Spaltung und Entsolidarisierung im Kampf gegen die Einheit

Die Unterdrückerstaaten und Mächtigen dieser Welt sind erbitterte Gegner der Solidarität der Menschen untereinander. Wenn die Unterdrückten sich weltweit zusammen schließen würden, wäre es beispielsweise nicht möglich, dass der israelische Staat den Nahen Osten mit Kriegen und terroristischen Geheimdienstaktivitäten destabilisiert. Es ist die Spaltung der Menschen, Völker und Staaten, die das Unrecht ermöglicht.

Immer wenn es in einem Land einen Führer gab, der die Menschen vereinigen konnte, erlitten die Unterdrücker eine Niederlage. Das war bei Imam Huseyn (as) in Karbala genauso, wie bei Mahatma Gandhi oder Imam Chomeyni. Letzterer sagte auch: „Zwietracht ist des Teufels. Einheitliches Wollen und Einigkeit sind von Gott.“

Euro-Islam = Pseudo-Islam

Diese Solidarität und dieses Gemeinschaftsgefühl der Muslime ist vielen Journalisten und Politikern ein Dorn im Auge. Daher versucht man beispielsweise muslimische Demonstranten der Qudsdemo in die terroristische Ecke zu rücken. Das Ziel ist die Spaltung und Entsolidarisierung der Muslime. Die Muslime in der 2. und 3. Generation sollen endlich ihre Geschwister im Nahen Osten vergessen und sich zu Deutschland, der EU und der westlichen Kultur bekennen. Die innerliche Verbundenheit der Muslime zu ihren notleidenden Geschwistern wird als integrationshemmend gewertet.

Die Mächtigen und Einflussreichen in Deutschland träumen vom Euro-Islam, der so ausgelegt werden kann, wie es dem deutschen Staat gerade passt. Ein reformierter, modernisierter Islam, der stets im Einklang steht mit den sich ständig wechselnden Werten und Normen westlicher Gesellschaften. Ein Euro-Islam, der kompatibel ist mit dem Konsumrausch und der Giermentalität (nach immer mehr) des kapitalistischen Finanzsystem.

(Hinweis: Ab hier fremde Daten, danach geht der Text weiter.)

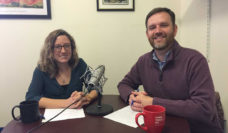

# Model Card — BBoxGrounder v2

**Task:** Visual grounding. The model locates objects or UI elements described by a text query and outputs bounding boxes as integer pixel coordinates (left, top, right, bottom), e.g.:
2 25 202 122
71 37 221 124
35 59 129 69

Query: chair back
215 92 224 129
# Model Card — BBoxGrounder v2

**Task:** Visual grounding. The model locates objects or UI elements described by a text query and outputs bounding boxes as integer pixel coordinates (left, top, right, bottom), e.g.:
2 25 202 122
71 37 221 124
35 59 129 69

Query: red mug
135 105 165 133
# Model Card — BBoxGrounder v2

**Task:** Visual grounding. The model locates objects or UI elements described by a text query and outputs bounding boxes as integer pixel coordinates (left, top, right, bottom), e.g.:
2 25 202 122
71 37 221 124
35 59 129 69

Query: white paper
42 109 85 122
104 106 144 128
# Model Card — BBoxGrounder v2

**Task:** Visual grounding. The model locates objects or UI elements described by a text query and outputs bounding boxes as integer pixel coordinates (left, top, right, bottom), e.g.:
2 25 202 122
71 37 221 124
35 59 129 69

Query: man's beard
149 33 174 50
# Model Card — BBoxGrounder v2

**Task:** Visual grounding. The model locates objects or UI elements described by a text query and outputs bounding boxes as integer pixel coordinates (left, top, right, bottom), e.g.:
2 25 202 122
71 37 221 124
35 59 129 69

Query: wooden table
2 95 190 133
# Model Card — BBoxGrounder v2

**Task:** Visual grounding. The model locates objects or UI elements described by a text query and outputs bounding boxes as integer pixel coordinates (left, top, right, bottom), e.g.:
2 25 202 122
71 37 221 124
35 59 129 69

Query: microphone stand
85 93 113 116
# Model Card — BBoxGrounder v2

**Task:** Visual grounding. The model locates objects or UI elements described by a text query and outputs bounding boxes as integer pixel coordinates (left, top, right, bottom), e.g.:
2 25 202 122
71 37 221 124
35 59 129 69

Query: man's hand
129 91 153 111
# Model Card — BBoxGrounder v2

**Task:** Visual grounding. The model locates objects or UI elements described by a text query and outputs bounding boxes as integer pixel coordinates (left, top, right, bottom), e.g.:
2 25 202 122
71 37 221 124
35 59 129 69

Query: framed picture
97 0 135 11
0 0 51 19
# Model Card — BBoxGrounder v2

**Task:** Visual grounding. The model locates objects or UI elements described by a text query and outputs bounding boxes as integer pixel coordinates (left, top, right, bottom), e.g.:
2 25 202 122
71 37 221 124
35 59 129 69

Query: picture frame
0 0 51 19
97 0 135 11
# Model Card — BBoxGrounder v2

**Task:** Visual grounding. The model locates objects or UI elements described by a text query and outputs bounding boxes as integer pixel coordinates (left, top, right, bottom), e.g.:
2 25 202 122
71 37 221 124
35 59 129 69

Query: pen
131 88 139 106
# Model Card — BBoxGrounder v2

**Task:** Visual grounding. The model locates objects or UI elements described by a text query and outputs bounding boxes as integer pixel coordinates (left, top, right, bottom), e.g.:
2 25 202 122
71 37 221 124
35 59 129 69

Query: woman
26 29 98 108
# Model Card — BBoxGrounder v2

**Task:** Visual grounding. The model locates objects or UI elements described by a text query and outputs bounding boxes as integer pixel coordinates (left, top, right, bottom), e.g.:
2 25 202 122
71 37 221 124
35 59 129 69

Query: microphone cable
26 91 88 133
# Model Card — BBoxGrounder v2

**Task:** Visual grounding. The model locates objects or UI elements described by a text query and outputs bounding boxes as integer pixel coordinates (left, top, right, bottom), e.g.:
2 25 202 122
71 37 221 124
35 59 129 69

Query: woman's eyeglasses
54 44 71 52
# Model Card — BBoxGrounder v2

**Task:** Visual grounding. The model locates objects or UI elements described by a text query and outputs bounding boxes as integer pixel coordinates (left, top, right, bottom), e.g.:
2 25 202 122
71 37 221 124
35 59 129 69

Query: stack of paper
42 109 85 122
104 106 144 128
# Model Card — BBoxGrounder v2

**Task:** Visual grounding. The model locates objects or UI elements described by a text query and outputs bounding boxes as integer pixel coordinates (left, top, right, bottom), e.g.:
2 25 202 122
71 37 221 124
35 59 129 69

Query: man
118 8 222 133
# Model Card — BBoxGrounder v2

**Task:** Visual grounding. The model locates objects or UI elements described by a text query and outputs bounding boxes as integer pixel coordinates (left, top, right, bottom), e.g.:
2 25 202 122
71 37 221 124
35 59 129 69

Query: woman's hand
65 91 84 108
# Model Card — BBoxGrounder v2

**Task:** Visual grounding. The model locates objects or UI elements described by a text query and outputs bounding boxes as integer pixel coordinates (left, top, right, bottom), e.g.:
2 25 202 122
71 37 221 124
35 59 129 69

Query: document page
104 105 144 128
42 109 85 122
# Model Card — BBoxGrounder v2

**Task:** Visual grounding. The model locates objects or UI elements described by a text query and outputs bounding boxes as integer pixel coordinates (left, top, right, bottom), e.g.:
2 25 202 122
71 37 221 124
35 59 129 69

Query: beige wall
180 0 228 131
0 0 180 127
0 0 228 130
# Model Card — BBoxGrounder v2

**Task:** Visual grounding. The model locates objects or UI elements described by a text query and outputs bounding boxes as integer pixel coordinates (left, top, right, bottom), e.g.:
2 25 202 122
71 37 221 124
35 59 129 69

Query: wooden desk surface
2 95 190 133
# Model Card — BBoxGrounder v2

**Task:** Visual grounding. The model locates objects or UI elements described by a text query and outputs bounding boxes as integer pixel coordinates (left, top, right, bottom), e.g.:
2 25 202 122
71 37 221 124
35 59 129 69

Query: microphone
82 65 113 116
87 65 107 90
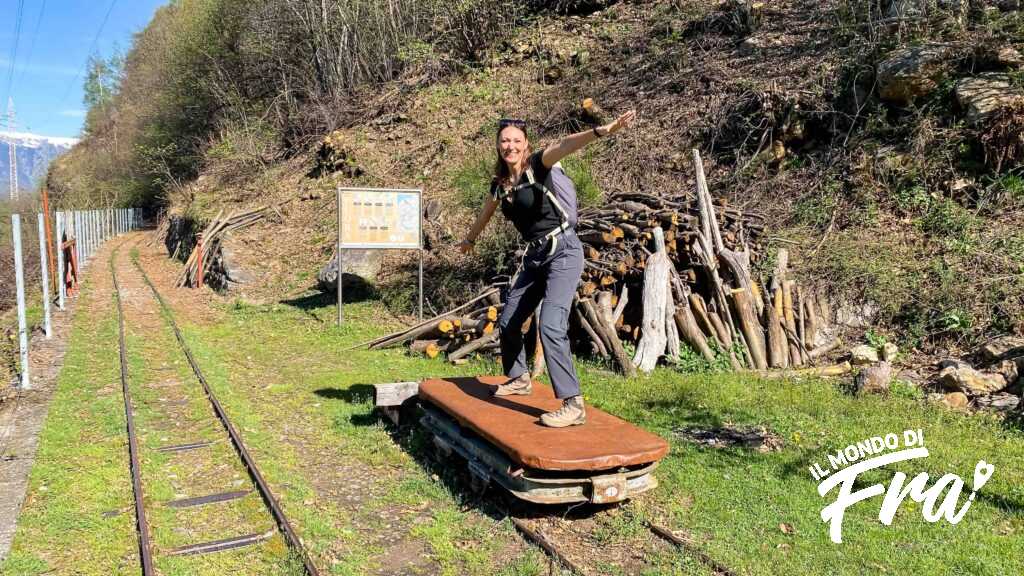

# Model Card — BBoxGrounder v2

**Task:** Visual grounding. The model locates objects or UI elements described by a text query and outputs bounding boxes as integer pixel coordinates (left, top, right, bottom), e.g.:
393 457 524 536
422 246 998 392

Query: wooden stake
732 288 768 370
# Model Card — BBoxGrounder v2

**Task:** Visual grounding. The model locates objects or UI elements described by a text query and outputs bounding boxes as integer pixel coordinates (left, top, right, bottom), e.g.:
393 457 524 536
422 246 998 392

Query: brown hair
494 125 534 187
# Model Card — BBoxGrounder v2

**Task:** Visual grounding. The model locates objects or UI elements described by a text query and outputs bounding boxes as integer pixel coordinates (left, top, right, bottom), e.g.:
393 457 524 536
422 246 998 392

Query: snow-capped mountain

Provokateure und Tabubrecher als Preisträger und Vorbilder

Den Muslimen wird häufig die Instrumentalisierung der Religion vorgeworfen, aber der deutsche Staat trachtet genau danach. Man möchte einen Euro-Islam etablieren, den man so verbiegen und verformen kann, wie es der Politik genehm ist. Die deutsche Islamkonferenz ist ein Paradebeispiel hierfür. Wer sich fügt und dieses Spielchen des Staates artig mitspielt, wird mit dem Titel „gemäßigter und aufgeklärter Muslim“ geadelt. Muslimische Buchautoren, die unislamische Werke veröffentlichen, und Regisseure, die unmoralische Filme drehen, werden von Politikern und Journalisten mit Medienpreisen überhäuft.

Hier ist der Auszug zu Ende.